Daniel Kahneman (renowned psychologist, bestselling author and winner of the 2002 Nobel Prize in Economics) will give a colloquium in the form of an interview on his latest book “Noise: A Flaw in Human Judgement", written with Olivier Sibony and Cass Sunstein.
In this book, the authors show the detrimental effects of noise in many fields, including medicine, law, economic forecasting, forensic science, bail, child protection, strategy, performance reviews, and personnel selection. Wherever there is judgement, there is noise. Yet, most of the time, individuals and organizations alike are unaware of it. They neglect noise. With a few simple remedies, people can reduce both noise and bias, and so make far better decisions.

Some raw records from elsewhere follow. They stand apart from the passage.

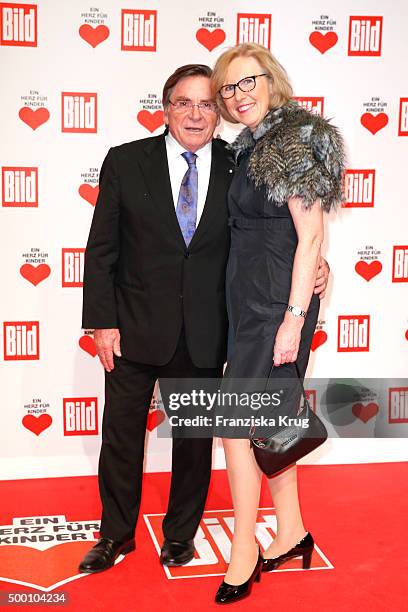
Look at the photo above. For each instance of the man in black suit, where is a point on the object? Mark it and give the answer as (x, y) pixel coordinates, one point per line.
(154, 293)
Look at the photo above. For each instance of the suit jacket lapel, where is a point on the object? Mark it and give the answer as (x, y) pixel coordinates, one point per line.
(220, 178)
(155, 170)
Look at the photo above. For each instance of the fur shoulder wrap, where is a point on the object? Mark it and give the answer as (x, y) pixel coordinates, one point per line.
(295, 153)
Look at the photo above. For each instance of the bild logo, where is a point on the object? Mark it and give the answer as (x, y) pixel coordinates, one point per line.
(254, 27)
(398, 405)
(139, 30)
(21, 340)
(80, 416)
(213, 544)
(79, 112)
(400, 264)
(18, 24)
(353, 333)
(359, 188)
(365, 34)
(403, 118)
(72, 267)
(313, 104)
(19, 187)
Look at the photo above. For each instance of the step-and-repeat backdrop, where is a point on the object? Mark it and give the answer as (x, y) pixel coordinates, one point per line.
(80, 77)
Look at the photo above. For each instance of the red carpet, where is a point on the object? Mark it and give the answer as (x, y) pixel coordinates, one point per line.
(357, 514)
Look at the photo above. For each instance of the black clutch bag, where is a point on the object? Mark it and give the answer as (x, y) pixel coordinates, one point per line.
(288, 444)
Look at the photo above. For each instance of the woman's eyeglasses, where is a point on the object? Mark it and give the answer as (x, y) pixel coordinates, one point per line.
(245, 84)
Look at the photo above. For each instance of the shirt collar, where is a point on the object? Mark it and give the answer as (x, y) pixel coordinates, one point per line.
(175, 149)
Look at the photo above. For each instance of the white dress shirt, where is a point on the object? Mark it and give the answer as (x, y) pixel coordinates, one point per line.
(178, 167)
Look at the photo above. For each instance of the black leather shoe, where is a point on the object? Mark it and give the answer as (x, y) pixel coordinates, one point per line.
(104, 554)
(228, 593)
(303, 548)
(176, 553)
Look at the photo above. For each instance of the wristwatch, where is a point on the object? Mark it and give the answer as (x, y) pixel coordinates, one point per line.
(296, 311)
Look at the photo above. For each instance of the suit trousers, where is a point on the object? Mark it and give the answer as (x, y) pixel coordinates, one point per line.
(128, 392)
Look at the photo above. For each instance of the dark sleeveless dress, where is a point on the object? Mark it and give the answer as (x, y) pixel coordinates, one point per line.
(258, 283)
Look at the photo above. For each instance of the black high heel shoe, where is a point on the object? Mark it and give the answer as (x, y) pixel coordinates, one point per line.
(228, 593)
(303, 548)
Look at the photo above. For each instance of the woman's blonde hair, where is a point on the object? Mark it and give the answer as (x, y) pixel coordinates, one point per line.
(281, 90)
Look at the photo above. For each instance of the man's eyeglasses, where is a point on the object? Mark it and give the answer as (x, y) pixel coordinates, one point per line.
(182, 106)
(245, 84)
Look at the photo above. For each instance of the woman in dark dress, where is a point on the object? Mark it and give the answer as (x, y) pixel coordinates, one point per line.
(289, 170)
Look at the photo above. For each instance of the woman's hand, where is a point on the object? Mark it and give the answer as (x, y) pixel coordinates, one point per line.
(287, 342)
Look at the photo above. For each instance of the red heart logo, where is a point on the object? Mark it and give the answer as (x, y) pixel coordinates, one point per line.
(319, 338)
(45, 569)
(34, 118)
(210, 38)
(89, 193)
(151, 121)
(94, 36)
(368, 270)
(37, 424)
(323, 42)
(87, 344)
(365, 413)
(155, 417)
(35, 274)
(374, 123)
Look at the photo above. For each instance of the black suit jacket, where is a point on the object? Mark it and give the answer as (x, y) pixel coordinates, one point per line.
(139, 276)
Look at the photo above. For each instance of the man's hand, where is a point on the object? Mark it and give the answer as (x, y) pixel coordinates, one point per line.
(107, 343)
(322, 278)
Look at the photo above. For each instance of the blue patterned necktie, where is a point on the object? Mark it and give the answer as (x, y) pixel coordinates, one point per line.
(186, 210)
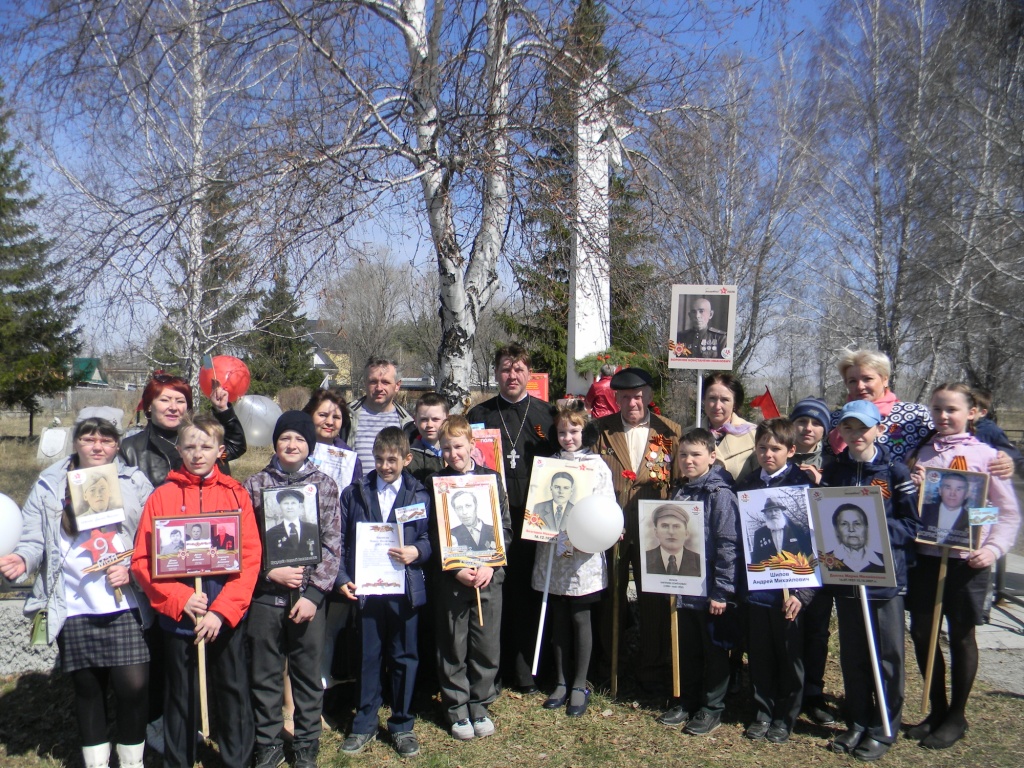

"Imagine that two doctors in the same city give different diagnoses to identical patients—or that two judges in the same courthouse give markedly different sentences to people who have committed the same crime. Suppose that different interviewers at the same firm make different decisions about indistinguishable job applicants—or that when a company is handling customer complaints, the resolution depends on who happens to answer the phone. Now imagine that the same doctor, the same judge, the same interviewer, or the same customer service agent makes different decisions depending on whether it is morning or afternoon, or Monday rather than Wednesday. These are examples of noise: variability in judgements that should be identical."